Week in Review: Jobs Report Leaves Wall Street on a High

Wall Street closed out the week on a high, clinching its best levels of the year as confidence in the U.S. economy spiked.

A blowout jobs report calmed fears of weakness in the labor market, while assuring investors that the broader economy was on good footing heading into the back half of the year.

Since Tuesday, the S&P 500 rose 1.3%, the Dow Jones Industrial Average added 1.1%, and the Nasdaq gained 1.9%. Markets were closed on Monday in celebration of Independence Day.

Friday's gains pushed the S&P 500 and Dow to close at near record highs. The Dow recaptured a level above 18,000 earlier in the session. 

The U.S. nonfarm payrolls report showed that 287,000 jobs were added in June, well above economists' expectations of 175,000. The report was the best beat since December 2009. The 35,000 workers returning from a May strike at Verizon boosted the headline figure.

"This surprisingly strong job report will probably put a 2016 rate increase back into the conversation," said Chris Gaffney, president of EverBank World Markets.

A rate hike from the Federal Reserve in December, the meeting with the highest likelihood, now has a probability of 22.8%, according to CME Group Fed funds futures. The likelihood of a December rate hike was previously at 18.4%. The chances of a rate hike in July are virtually non-existent.
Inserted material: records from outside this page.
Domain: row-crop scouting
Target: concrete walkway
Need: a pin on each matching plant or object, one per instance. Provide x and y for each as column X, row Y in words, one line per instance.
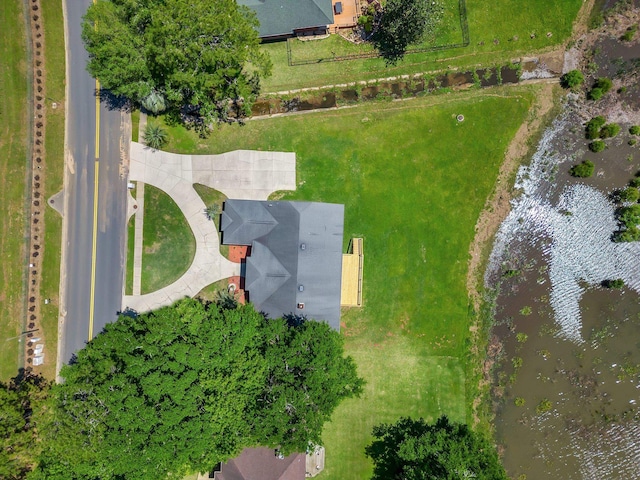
column 243, row 174
column 138, row 244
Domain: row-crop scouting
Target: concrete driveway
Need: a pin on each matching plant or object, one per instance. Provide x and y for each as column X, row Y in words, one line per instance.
column 242, row 174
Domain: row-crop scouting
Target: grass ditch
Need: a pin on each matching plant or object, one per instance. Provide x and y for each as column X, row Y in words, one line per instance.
column 13, row 165
column 414, row 181
column 498, row 31
column 54, row 146
column 168, row 243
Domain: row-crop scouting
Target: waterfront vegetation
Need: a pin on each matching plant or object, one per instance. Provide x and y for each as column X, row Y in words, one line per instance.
column 403, row 171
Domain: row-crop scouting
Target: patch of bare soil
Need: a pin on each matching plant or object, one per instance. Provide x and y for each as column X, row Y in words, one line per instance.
column 498, row 205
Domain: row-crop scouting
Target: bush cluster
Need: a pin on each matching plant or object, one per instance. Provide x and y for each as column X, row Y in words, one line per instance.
column 582, row 170
column 592, row 129
column 617, row 283
column 597, row 146
column 600, row 88
column 572, row 79
column 629, row 194
column 609, row 130
column 628, row 35
column 629, row 218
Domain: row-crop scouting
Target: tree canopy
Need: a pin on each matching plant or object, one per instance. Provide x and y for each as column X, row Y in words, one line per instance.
column 401, row 23
column 183, row 388
column 202, row 55
column 416, row 450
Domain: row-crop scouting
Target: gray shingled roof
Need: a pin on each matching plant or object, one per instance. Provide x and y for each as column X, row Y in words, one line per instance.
column 263, row 464
column 282, row 17
column 296, row 255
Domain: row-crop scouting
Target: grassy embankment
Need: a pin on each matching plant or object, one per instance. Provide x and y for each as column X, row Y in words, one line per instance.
column 54, row 147
column 168, row 244
column 13, row 164
column 499, row 31
column 413, row 181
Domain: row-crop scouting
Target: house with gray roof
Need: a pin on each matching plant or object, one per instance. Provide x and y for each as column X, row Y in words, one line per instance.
column 286, row 18
column 295, row 264
column 262, row 464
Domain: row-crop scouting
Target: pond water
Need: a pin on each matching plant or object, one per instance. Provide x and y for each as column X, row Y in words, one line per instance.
column 567, row 393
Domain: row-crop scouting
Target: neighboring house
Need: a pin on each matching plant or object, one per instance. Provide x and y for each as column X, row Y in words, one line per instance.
column 263, row 464
column 295, row 261
column 280, row 19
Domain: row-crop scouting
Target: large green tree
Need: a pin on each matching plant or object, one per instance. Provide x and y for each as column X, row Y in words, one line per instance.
column 21, row 402
column 401, row 23
column 200, row 56
column 180, row 389
column 416, row 450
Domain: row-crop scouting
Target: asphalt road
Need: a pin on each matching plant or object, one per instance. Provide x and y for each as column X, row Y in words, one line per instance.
column 92, row 274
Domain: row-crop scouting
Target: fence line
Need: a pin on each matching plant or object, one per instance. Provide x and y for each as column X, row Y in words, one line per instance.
column 464, row 26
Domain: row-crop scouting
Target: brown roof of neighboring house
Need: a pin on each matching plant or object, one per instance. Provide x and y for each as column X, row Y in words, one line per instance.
column 263, row 464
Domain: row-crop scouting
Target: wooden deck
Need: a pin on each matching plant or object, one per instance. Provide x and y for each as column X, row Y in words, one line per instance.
column 349, row 16
column 352, row 272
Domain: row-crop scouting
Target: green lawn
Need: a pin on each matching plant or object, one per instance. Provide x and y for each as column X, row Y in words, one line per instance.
column 168, row 243
column 489, row 22
column 13, row 158
column 54, row 146
column 447, row 32
column 413, row 182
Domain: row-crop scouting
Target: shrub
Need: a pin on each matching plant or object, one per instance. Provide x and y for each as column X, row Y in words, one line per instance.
column 629, row 33
column 154, row 136
column 593, row 127
column 597, row 146
column 630, row 194
column 604, row 84
column 629, row 235
column 609, row 130
column 617, row 284
column 601, row 87
column 595, row 94
column 629, row 216
column 544, row 406
column 572, row 79
column 582, row 170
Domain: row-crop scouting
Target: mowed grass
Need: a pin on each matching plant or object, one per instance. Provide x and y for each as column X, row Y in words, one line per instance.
column 13, row 158
column 413, row 181
column 493, row 28
column 54, row 147
column 447, row 31
column 168, row 243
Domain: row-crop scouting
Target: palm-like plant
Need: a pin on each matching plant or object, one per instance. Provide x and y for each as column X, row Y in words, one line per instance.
column 154, row 136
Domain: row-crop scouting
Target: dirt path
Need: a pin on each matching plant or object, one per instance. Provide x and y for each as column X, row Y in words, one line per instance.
column 498, row 207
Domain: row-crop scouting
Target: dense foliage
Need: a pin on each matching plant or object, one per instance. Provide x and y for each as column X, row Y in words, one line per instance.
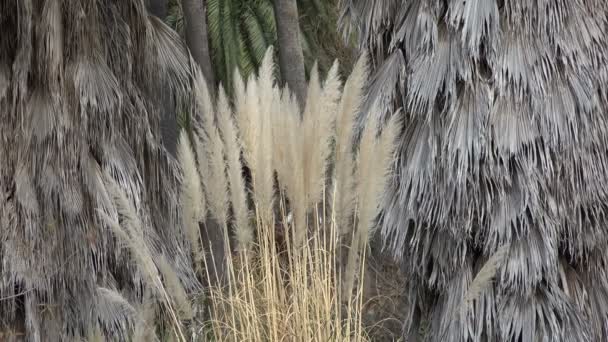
column 240, row 32
column 79, row 109
column 504, row 144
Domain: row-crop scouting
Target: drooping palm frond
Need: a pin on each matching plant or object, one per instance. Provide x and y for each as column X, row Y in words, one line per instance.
column 503, row 144
column 78, row 102
column 241, row 31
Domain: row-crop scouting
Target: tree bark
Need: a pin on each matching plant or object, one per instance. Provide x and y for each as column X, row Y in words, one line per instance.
column 291, row 57
column 197, row 38
column 158, row 8
column 168, row 119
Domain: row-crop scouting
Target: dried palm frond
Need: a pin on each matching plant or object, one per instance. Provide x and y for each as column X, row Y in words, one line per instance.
column 78, row 105
column 503, row 143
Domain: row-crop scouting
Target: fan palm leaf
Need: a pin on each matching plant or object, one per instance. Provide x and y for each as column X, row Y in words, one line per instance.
column 79, row 107
column 503, row 144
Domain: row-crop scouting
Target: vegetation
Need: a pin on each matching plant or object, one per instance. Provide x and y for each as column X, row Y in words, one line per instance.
column 504, row 143
column 285, row 283
column 240, row 32
column 475, row 156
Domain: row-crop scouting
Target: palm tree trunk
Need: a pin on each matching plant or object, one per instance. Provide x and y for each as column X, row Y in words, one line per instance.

Worries over the timeline and execution of the Brexit made for rocky trading at the beginning of the week. Markets have been volatile after the June 23 vote as the pro-exit result blindsided global markets betting on the likelihood the U.K. would opt to remain in the EU. The results will have major political and economic implications for the region over the next two years and beyond as the country negotiates how exactly it will separate from the 28-nation bloc.

Dovish commentary from the U.K.'s central bank resurrected fears the Brexit would have a far worse impact on the global economy than the market reaction had accounted for. The Bank of England said Tuesday it would reduce the amount of capital banks need to hold to free up more money for lending to businesses and households. Bank of England Gov. Mark Carney said that the central bank has the scope to deal with Article 50, which will kick off Britain's exit, when it is invoked.

The Fed also appeared cautious in its June meeting minutes, released on Wednesday. The central bank said in June that it would be best to wait for more economic data and the results of the then-upcoming Brexit vote before adjusting monetary policy, according to minutes from last month's meeting.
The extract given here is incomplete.